American college football season

The 1881 Harvard Crimson football team represented Harvard University in the 1881 college football season. They Crimson compiled a record of 6–1–1. The team was managed by first-year head coach, Lucius Littauer, and captained for the second year by William H. Manning.

==Schedule==

| Date | Time | Opponent | Site | Result | Attendance | Source |
|---|---|---|---|---|---|---|
| October 20 | 3:00 p.m. | Montreal Football Club | Boston Baseball Grounds; Boston, MA; | W 2–0 | 400–600 |  |
| October 22 | 3:20 p.m. | Ottawa Football Club | Holmes Field; Cambridge, MA; | W 9–1 | 1,000 |  |
| October 29 |  | at Brittania Football Club | Montreal, QC | W 2–0 |  |  |
| October 31 | 3:15 p.m. | Michigan | Boston Baseball Grounds; Boston, MA; | W 4–0 | 100 |  |
| November 2 | 3:36 p.m. | vs. Penn | Polo Grounds; New York, NY (rivalry); | W 2–0 | 200 |  |
| November 5 | 2:30 p.m. | Columbia | Holmes Field; Cambridge, MA; | W 1–0 | 2,000 |  |
| November 12 | 2:40 p.m. | at Yale | New Haven, CT (rivalry) | L 0–1 | 1,500 |  |
| November 19 | 2:30 p.m. | vs. Princeton | Polo Grounds; New York, NY (rivalry); | T 0–0 | 2,500 |  |

==Game summaries==
===October 31: Harvard 4, Michigan 0===
Harvard played Michigan on October 31 in the first matchup of teams from the west and east. The Boston Journal carried a lengthy article about the game, saying that Harvard scored one touchdown and Michigan none. "Yesterday afternoon, in a drenching rain, for the first time an Eastern foot-ball eleven played with a Western eleven. The Western college boys have long wished a chance to try their powers with Eastern opponents, and, to effect this, the University of Michigan this fall have sent on a representative eleven to play the largest of the Eastern colleges. Their first opponent were the Harvard team. They were beaten but with fair weather the result would have been very uncertain. As it was, Harvard won more by luck than by superiority in strength or skill, for with the exception of the first ten minutes they were forced to play a defensive game. ... During the second half hour the ball was near the Harvard line constantly. Once it came within three feet of the chalk, but the most desperate fighting on the Harvard forced it back foot by foot until the immediate danger was over. ... The Michigan team excelled in running, and their tackling was very fair. As to passing, they did very little. It was by all odds the best game seen in Boston this fall."

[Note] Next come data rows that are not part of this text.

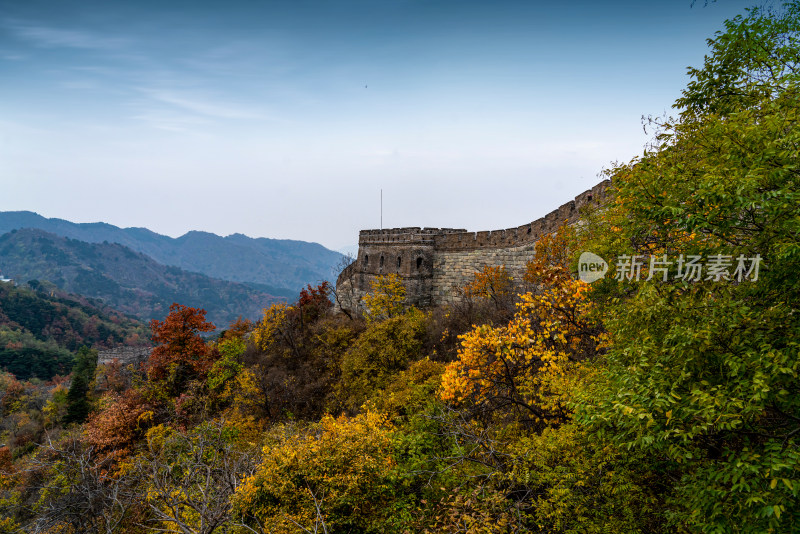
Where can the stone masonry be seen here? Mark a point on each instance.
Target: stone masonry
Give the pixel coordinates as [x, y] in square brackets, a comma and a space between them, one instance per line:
[432, 261]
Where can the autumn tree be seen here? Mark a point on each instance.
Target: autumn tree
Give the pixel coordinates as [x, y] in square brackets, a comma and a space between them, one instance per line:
[525, 367]
[187, 478]
[78, 402]
[702, 374]
[181, 354]
[337, 472]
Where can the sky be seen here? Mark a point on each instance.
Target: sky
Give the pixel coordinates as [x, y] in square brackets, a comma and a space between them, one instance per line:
[287, 119]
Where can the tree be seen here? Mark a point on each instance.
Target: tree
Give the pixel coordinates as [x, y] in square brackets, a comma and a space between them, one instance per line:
[180, 354]
[189, 477]
[338, 472]
[78, 402]
[704, 373]
[525, 368]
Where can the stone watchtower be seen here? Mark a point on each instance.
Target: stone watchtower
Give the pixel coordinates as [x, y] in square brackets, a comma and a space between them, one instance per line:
[431, 261]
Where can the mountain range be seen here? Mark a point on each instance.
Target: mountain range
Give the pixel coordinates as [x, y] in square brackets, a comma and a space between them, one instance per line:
[280, 267]
[129, 281]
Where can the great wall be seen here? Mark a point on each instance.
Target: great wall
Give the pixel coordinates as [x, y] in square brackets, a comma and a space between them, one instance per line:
[433, 261]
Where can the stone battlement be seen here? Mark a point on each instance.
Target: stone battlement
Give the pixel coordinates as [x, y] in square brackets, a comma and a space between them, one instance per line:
[431, 261]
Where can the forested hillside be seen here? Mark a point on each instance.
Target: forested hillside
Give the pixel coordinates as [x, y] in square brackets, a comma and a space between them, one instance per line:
[280, 267]
[41, 327]
[126, 280]
[663, 397]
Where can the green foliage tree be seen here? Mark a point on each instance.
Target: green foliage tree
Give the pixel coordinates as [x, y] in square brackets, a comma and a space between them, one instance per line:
[705, 373]
[383, 350]
[78, 397]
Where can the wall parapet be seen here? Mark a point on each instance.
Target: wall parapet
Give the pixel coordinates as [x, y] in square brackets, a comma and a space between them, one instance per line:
[460, 239]
[433, 260]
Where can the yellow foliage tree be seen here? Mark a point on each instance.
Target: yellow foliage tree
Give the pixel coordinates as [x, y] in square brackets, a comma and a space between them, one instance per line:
[525, 367]
[336, 474]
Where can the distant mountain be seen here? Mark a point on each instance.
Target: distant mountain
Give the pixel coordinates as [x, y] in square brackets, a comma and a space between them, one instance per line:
[127, 280]
[39, 330]
[282, 265]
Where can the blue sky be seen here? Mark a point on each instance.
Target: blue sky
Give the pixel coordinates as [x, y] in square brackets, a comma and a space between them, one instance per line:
[286, 119]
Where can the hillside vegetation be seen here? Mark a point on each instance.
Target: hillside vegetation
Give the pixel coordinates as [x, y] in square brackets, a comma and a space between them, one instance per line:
[40, 330]
[659, 399]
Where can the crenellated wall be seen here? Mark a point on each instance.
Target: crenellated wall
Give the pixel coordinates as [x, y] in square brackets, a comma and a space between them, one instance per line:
[432, 261]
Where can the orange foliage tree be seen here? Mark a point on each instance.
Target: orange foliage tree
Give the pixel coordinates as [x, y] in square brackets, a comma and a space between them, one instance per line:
[180, 352]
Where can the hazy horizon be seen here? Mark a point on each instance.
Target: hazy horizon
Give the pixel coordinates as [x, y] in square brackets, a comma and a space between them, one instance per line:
[285, 120]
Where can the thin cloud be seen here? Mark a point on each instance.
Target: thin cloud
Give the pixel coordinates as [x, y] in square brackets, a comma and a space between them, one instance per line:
[50, 37]
[204, 106]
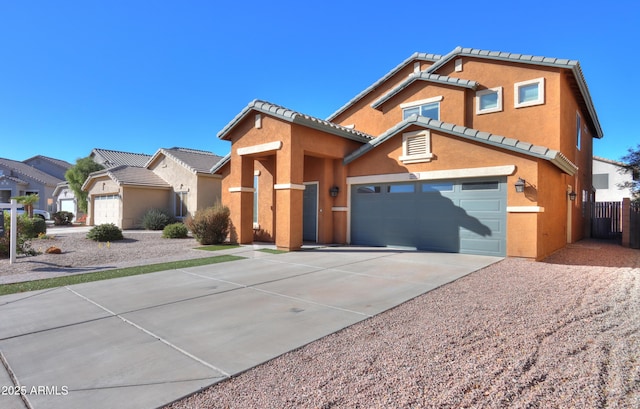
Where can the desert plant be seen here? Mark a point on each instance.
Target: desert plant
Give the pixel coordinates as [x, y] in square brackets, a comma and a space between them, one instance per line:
[210, 225]
[62, 218]
[105, 232]
[156, 219]
[175, 231]
[27, 229]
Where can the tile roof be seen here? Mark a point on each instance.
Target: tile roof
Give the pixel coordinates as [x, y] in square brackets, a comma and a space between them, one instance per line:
[510, 144]
[572, 65]
[294, 117]
[59, 162]
[196, 161]
[414, 57]
[118, 158]
[130, 175]
[22, 170]
[439, 61]
[424, 76]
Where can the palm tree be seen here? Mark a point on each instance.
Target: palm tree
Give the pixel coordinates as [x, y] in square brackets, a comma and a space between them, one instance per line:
[28, 201]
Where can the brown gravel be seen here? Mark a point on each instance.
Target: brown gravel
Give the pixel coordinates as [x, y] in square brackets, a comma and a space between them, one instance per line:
[563, 333]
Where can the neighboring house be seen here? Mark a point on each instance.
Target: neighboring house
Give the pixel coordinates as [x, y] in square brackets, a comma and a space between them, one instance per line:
[178, 180]
[66, 198]
[31, 177]
[611, 180]
[473, 152]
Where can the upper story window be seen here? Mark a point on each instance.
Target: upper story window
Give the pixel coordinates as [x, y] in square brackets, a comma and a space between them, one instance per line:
[416, 147]
[578, 130]
[528, 93]
[489, 100]
[429, 108]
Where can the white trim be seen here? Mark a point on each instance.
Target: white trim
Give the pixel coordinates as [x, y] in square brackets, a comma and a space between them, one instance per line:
[421, 102]
[263, 147]
[292, 186]
[516, 93]
[497, 108]
[505, 170]
[241, 189]
[525, 209]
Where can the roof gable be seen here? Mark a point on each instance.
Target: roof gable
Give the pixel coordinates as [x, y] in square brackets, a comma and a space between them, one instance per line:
[413, 58]
[110, 158]
[289, 115]
[128, 175]
[487, 138]
[196, 161]
[571, 65]
[424, 76]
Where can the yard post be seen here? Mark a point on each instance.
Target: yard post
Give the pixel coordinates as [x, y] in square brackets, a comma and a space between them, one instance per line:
[626, 222]
[14, 231]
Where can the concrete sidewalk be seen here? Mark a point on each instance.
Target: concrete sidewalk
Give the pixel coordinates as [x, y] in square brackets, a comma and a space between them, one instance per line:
[144, 341]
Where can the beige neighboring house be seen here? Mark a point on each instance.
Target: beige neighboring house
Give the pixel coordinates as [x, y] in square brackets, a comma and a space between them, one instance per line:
[178, 180]
[64, 196]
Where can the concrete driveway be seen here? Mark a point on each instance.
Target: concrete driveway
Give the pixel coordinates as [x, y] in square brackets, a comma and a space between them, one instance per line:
[145, 341]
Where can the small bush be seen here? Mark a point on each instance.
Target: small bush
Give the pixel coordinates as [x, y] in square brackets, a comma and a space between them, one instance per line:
[27, 229]
[105, 232]
[175, 231]
[210, 225]
[62, 218]
[31, 227]
[156, 219]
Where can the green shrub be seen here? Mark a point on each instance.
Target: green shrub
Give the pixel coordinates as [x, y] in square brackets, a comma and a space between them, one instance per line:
[210, 225]
[175, 231]
[156, 219]
[27, 229]
[105, 232]
[62, 218]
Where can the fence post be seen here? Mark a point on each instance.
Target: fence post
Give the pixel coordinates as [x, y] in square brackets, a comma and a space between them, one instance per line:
[626, 222]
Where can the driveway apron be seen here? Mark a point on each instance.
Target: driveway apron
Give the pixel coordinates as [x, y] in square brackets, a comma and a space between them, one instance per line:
[147, 340]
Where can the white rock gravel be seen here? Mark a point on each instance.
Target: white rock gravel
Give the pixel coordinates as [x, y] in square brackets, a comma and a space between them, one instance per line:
[81, 255]
[520, 334]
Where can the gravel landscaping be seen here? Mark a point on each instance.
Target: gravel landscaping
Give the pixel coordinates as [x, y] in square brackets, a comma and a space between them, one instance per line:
[560, 333]
[563, 333]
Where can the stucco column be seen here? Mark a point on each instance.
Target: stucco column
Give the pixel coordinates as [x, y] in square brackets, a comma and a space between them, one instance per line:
[288, 193]
[241, 199]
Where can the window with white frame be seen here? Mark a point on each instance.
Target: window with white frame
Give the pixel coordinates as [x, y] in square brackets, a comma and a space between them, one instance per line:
[528, 93]
[578, 130]
[429, 108]
[416, 147]
[489, 100]
[181, 205]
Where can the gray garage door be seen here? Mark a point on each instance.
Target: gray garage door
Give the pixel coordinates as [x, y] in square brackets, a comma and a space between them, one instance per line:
[458, 216]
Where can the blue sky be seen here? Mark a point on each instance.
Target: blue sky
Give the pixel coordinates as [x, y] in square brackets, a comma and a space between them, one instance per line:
[141, 75]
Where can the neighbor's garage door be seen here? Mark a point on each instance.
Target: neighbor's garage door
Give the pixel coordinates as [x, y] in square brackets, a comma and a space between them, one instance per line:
[106, 209]
[459, 216]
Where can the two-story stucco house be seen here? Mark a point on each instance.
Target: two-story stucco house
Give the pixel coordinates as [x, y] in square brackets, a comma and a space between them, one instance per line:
[474, 151]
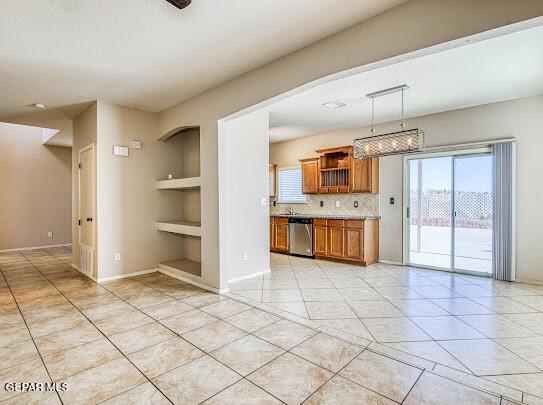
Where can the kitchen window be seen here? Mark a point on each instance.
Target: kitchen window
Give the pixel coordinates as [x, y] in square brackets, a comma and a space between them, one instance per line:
[290, 186]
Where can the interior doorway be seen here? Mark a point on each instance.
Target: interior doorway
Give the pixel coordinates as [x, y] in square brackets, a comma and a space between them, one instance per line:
[87, 220]
[449, 214]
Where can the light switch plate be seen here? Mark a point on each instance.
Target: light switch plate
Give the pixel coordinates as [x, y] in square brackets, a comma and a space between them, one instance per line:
[119, 150]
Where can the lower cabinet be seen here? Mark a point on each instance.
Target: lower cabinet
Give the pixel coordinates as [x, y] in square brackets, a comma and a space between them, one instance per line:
[336, 241]
[320, 239]
[352, 240]
[354, 246]
[279, 236]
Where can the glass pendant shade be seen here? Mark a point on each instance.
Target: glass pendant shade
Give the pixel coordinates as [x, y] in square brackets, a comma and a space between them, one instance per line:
[400, 142]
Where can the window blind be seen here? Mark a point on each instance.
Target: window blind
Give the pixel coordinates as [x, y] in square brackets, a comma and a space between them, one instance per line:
[290, 186]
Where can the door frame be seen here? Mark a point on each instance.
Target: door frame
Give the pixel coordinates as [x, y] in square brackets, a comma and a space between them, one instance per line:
[405, 202]
[92, 147]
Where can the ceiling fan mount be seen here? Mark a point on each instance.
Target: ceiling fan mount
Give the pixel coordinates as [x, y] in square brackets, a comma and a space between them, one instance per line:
[180, 4]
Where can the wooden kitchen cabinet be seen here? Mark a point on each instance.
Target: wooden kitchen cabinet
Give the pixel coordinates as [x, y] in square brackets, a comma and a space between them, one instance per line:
[310, 173]
[336, 171]
[365, 175]
[279, 236]
[272, 176]
[320, 237]
[336, 236]
[354, 241]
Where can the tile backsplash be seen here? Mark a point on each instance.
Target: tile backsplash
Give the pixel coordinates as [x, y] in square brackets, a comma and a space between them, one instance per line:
[368, 204]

In 1901, one of the Michigan players, Fred Townsend, wrote an account of the 1881 trip. He said Harvard scored a touchdown at the very beginning of the game, but missed the try for goal. Michigan recovered and came within three yards of scoring a touchdown in the second half, but they were held for downs by the bigger Harvard players.